Eine objektive Pflichtverletzung der Beklagten gegenüber dem Kläger scheidet damit aus.

Damit kann dahinstehen, ob eine objektive Pflichtverletzung der Beklagten nicht auch wegen § 5 Abs. 2 Teledienstegesetz (TDG) ausscheidet. Gemäß § 5 Abs. 2 TDG sind Diensteanbieter für fremde Inhalte, die sie zur Nutzung bereithalten, nur dann verantwortlich, wenn sie von diesen Inhalten Kenntnis haben und es ihnen technisch möglich und zumutbar ist, deren Nutzung zu verhindern.

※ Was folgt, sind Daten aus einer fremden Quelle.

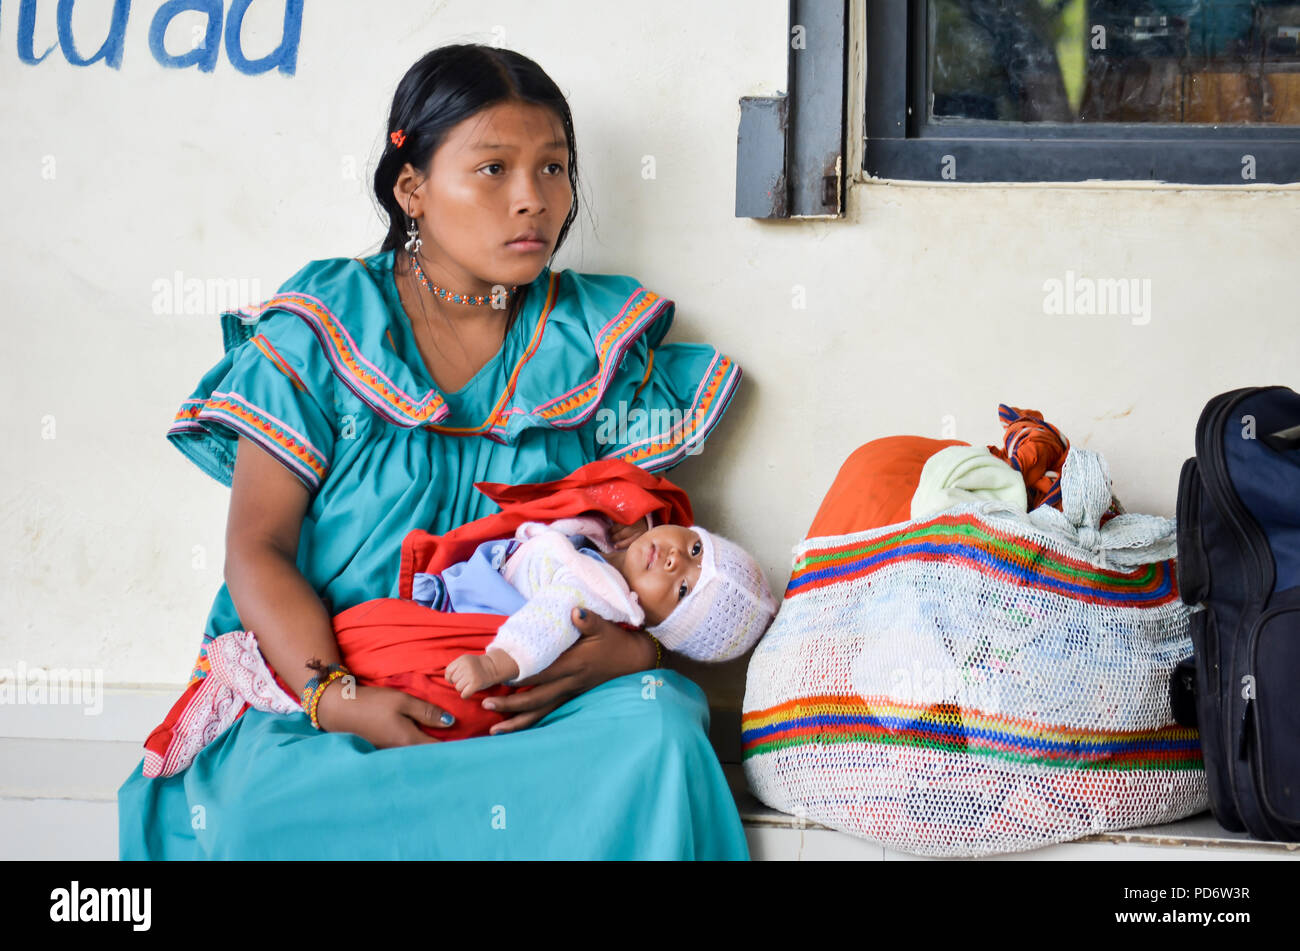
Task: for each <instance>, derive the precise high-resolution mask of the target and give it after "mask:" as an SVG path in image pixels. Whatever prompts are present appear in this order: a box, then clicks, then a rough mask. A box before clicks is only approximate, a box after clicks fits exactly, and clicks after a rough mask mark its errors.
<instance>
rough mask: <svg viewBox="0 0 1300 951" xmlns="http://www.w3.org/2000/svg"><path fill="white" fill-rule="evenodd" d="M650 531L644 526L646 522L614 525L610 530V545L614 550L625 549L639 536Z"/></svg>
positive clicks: (637, 537)
mask: <svg viewBox="0 0 1300 951" xmlns="http://www.w3.org/2000/svg"><path fill="white" fill-rule="evenodd" d="M649 530H650V529H649V527H647V526H646V520H645V518H642V520H641V521H637V522H633V524H632V525H617V524H615V525H614V526H612V527H611V530H610V544H612V546H614V547H615V548H627V547H628V546H629V544H632V543H633V542H634V540H636V539H637V538H638V537H640V535H643V534H645V533H646V531H649Z"/></svg>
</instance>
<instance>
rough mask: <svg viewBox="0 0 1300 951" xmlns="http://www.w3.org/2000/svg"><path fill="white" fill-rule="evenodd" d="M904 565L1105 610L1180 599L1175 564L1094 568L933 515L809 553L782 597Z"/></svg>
mask: <svg viewBox="0 0 1300 951" xmlns="http://www.w3.org/2000/svg"><path fill="white" fill-rule="evenodd" d="M901 560H915V561H953V560H959V561H961V563H962V564H963V565H966V566H967V568H971V569H975V570H978V572H980V573H983V574H988V576H997V577H998V578H1000V579H1001V581H1008V579H1010V581H1011V582H1014V583H1018V585H1023V586H1026V587H1034V589H1041V590H1047V591H1056V592H1057V594H1061V595H1065V596H1067V598H1071V599H1074V600H1082V602H1088V603H1092V604H1105V605H1108V607H1126V605H1143V607H1154V605H1160V604H1166V603H1169V602H1171V600H1177V598H1178V582H1177V579H1175V574H1174V568H1173V561H1171V560H1169V561H1157V563H1153V564H1149V565H1143V566H1141V568H1136V569H1134V570H1131V572H1119V570H1110V569H1102V568H1095V566H1093V565H1091V564H1088V563H1086V561H1079V560H1076V559H1071V557H1065V556H1062V555H1058V553H1057V552H1054V551H1052V550H1050V548H1048V547H1045V546H1039V544H1035V543H1034V542H1032V540H1031V539H1027V538H1021V537H1018V535H1009V534H1002V533H1000V531H996V530H993V529H991V527H987V526H984V525H978V524H972V522H971V520H970V518H965V517H961V516H936V517H935V518H933V520H930V521H926V522H922V524H919V525H909V526H907V527H905V529H900V530H898V531H892V533H888V534H884V535H880V537H878V538H872V539H870V540H866V542H862V540H858V542H849V543H845V544H832V546H827V547H818V548H813V550H809V551H807V552H805V553H803V555H802V556H801V557H798V559H797V560H796V561H794V570H793V572H792V574H790V581H789V583H788V585H787V587H785V598H787V599H789V598H796V596H798V595H801V594H805V592H807V591H813V590H816V589H819V587H826V586H828V585H835V583H840V582H844V581H849V579H852V578H863V577H867V576H870V574H872V573H875V572H878V570H880V569H881V568H884V566H885V565H889V564H897V563H898V561H901Z"/></svg>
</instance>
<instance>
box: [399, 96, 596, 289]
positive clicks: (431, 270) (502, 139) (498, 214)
mask: <svg viewBox="0 0 1300 951" xmlns="http://www.w3.org/2000/svg"><path fill="white" fill-rule="evenodd" d="M394 192H395V195H396V199H398V204H400V205H402V208H403V209H409V210H408V213H409V214H411V216H412V217H415V218H417V220H419V222H420V238H421V240H422V247H421V248H420V257H421V259H422V260H421V266H422V268H424V269H425V272H426V273H428V274H429V278H430V281H433V282H434V283H437V285H441V286H445V287H448V288H450V290H452V291H458V292H459V291H463V292H469V294H487V292H489V291H490V288H491V286H493V285H504V286H506V287H510V286H511V285H525V283H528V282H530V281H533V279H534V278H536V277H537V275H538V274H539V273H541V270H542V266H543V265H545V264H546V261H547V260H549V259H550V255H551V251H552V249H554V248H555V240H556V238H558V236H559V231H560V227H562V226H563V225H564V220H565V218H567V217H568V213H569V208H571V207H572V204H573V194H572V190H571V186H569V178H568V142H567V140H565V138H564V126H563V125H562V123H560V120H559V117H558V116H555V113H552V112H551V110H550V109H547V108H545V107H541V105H529V104H521V103H499V104H497V105H494V107H491V108H489V109H484V110H482V112H480V113H477V114H476V116H471V117H469V118H467V120H464V121H463V122H460V123H459V125H456V126H454V127H452V129H451V131H450V133H448V135H447V138H446V139H445V140H443V143H442V146H439V147H438V148H437V149H435V151H434V155H433V158H432V161H430V165H429V171H428V178H425V179H422V181H421V179H420V177H419V175H415V174H413V170H412V166H409V165H407V168H406V169H404V170H403V174H402V175H399V178H398V182H396V184H395V186H394ZM525 233H536V234H537V238H538V240H537V242H534V243H512V242H515V239H516V238H517V236H520V235H523V234H525ZM439 278H441V279H439Z"/></svg>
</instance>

Schließlich kann mangels objektiver Pflichtverletzung der Beklagten dahinstehen, ob nicht ein Schadensersatzanspruch des Klägers auch wegen eines Mitverschuldens ausscheidet, § 254 BGB. Hat doch der Kläger offenbar ohne Kenntnis vom Zeitpunkt der Reise und der Anzahl der Reisetage und weiterer Einzelumstände Zahlung an F. geleistet.

Eine andere Anspruchsgrundlage kommt für den vom Kläger geltend gemachten Anspruch nicht in Betracht.

Die Nebenentscheidungen beruhen auf den §§ 91, 708 Nr. 11, 711 Satz 1, 713 ZPO.